The refill store sells dried and frozen goods by weight for people to put in their own containers to avoid wasting single-use packaging, as well as other refillable products such as laundry liquid.
Owner Sophie Rae, 33, said: “We were closed for about five weeks – good work takes time – and when we reopened [on November 2] the community were back which was nice.”
Natalie Jones, from Pontprennau, visiting the shop for the first time since it reopened, said she was glad the refill store was back.
“I ended up buying lots of stuff I resented buying when it was closed. It looks really nice refurnished: there’s loads more stuff,” she said.
Ms Rae raised £33,000 through crowdfunding when she started Ripple in 2018 but that went straight into covering rent in a busy area, insurance, and fitting the tills and gravity containers.
“Everything else was very secondhand and volunteers were helping to build the units. The refurb was basically just finally being able to design to our specifications.”
The store is now fitted with custom-built shelving by Caephilly based interior designers Ongl.
“They’ve helped design it so that it’s now a much better, much more accessible use of the space and we can fit more products in there,” said Sophie.
Beth Dixon, who lives locally and has shopped at Ripple since the store opened, said that the refurbishment was “definitely a good improvement.”
“It’s good that they’ve got more different products so there’s a wider variety of stuff. I think it is a lot better actually, it’s more spacious”.
She told The Cardiffian that she liked to shop at Ripple because “all the products are really lovely, it’s a nice experience and, obviously, there’s the environmental side of it as well”.
Sophie’s decision to set up the refill store came from a combination of wanting to make sure Cardiff was living up to its green credentials and feeling a sense of devastation after watching David Attenborough’s Blue Planet II.
Inspired by refill stores that had opened in London, Bristol, and Crickhowell, Sophie thought that it was something Cardiff needed. She said there was clearly demand for shops like Ripple, with hundreds of refill stores and zero waste shops being set up as small businesses across the UK.

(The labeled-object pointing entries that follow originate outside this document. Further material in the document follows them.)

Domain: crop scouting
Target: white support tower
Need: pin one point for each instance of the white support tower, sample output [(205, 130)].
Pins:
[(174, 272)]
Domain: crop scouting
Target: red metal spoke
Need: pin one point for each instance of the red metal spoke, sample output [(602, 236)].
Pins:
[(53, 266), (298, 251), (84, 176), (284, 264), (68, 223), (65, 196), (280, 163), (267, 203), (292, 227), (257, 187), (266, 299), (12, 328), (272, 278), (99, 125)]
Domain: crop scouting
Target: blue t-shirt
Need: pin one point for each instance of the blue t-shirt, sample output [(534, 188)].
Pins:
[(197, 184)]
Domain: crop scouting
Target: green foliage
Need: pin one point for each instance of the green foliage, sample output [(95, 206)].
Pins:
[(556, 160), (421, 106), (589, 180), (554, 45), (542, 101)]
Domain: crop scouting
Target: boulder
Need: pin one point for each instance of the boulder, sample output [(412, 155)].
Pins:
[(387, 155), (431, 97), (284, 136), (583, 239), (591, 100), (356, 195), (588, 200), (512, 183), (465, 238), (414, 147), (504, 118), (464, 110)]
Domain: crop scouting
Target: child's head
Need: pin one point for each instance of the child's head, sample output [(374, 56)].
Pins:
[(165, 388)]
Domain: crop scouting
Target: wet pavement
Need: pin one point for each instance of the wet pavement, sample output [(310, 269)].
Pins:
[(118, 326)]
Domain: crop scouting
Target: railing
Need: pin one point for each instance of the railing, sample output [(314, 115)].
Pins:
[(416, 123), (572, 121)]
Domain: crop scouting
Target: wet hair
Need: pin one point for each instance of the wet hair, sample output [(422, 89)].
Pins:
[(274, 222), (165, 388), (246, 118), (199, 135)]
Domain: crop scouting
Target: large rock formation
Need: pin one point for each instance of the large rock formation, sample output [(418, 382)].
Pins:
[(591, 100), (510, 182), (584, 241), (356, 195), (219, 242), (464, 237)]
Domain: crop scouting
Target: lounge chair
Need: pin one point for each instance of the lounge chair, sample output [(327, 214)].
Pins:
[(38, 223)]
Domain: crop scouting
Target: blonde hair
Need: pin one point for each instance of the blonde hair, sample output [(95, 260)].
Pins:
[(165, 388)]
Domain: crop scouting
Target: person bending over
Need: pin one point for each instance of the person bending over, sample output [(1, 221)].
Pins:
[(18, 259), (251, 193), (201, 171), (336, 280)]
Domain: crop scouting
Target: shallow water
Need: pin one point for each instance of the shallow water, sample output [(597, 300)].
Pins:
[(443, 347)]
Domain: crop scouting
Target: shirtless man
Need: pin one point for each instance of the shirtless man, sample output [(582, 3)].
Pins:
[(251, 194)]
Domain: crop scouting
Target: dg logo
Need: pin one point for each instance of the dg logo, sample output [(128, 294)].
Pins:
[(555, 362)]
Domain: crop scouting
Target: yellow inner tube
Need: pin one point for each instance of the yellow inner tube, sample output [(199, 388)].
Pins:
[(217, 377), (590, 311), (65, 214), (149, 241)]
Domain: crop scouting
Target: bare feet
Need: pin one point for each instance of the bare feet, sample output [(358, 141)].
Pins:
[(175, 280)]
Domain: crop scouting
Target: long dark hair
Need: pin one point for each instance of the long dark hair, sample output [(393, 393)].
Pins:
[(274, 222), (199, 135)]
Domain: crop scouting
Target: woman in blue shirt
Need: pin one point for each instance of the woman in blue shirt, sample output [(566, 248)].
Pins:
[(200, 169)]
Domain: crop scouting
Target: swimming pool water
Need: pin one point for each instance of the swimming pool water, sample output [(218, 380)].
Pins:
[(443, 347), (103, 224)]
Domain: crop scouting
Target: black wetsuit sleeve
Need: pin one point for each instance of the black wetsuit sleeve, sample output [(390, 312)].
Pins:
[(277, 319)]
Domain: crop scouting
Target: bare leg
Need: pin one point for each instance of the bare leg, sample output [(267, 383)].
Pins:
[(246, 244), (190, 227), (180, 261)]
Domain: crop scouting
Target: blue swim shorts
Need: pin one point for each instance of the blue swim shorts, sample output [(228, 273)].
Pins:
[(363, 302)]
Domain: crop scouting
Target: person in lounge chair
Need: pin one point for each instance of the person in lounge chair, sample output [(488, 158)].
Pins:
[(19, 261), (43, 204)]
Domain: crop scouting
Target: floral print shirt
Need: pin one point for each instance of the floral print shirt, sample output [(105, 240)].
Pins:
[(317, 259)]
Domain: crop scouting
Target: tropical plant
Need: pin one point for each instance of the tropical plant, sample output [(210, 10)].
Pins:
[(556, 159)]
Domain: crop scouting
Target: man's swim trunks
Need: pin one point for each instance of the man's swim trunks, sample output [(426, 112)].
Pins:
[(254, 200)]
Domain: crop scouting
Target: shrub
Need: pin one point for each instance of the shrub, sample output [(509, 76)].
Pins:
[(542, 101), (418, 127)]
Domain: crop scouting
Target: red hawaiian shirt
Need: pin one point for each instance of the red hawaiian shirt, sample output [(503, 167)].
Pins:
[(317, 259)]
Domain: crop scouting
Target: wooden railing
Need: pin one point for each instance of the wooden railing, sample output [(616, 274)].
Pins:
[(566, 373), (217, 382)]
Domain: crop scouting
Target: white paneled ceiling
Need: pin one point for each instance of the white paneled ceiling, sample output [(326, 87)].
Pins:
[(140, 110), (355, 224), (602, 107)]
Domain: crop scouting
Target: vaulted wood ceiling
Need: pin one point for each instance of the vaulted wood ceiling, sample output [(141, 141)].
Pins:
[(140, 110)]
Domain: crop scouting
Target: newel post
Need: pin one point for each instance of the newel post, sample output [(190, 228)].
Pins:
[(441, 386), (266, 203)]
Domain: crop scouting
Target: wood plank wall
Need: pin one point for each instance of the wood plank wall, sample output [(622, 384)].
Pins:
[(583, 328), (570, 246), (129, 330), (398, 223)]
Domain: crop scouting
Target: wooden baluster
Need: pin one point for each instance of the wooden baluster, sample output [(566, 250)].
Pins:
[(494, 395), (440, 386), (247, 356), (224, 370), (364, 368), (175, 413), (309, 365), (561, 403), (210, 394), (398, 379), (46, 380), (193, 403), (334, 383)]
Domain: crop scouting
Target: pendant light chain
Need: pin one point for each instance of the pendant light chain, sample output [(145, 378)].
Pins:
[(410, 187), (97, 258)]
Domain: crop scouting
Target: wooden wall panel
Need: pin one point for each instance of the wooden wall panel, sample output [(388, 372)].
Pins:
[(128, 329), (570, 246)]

“It’s not really the responsibility of independent entrepreneurs to be changing the face of climate pollution in our country, but we do have impact within our small communities, which I think is very powerful,” she said.
Roath local Louise Robinson has been shopping at Ripple for about a year. She said: “I like to reduce my impact on the environment so I can come here and not have any packaging.
“It’s also a local business I want to support and the people are super friendly here.”
Nevertheless, Sophie thinks that the future of zero waste shopping relies on the people with more buying power than independent shops to make a bigger impact.
“The name came from the idea of a ripple created into a wave with more and more impact but we need policymakers and big corporations to be the ones that really make it more accessible to people because we are just one pin in the map.
“We know this isn’t going to save the planet but it’s a lovely way for our community to feel like they have some control over how they show up for their community and how they consume.”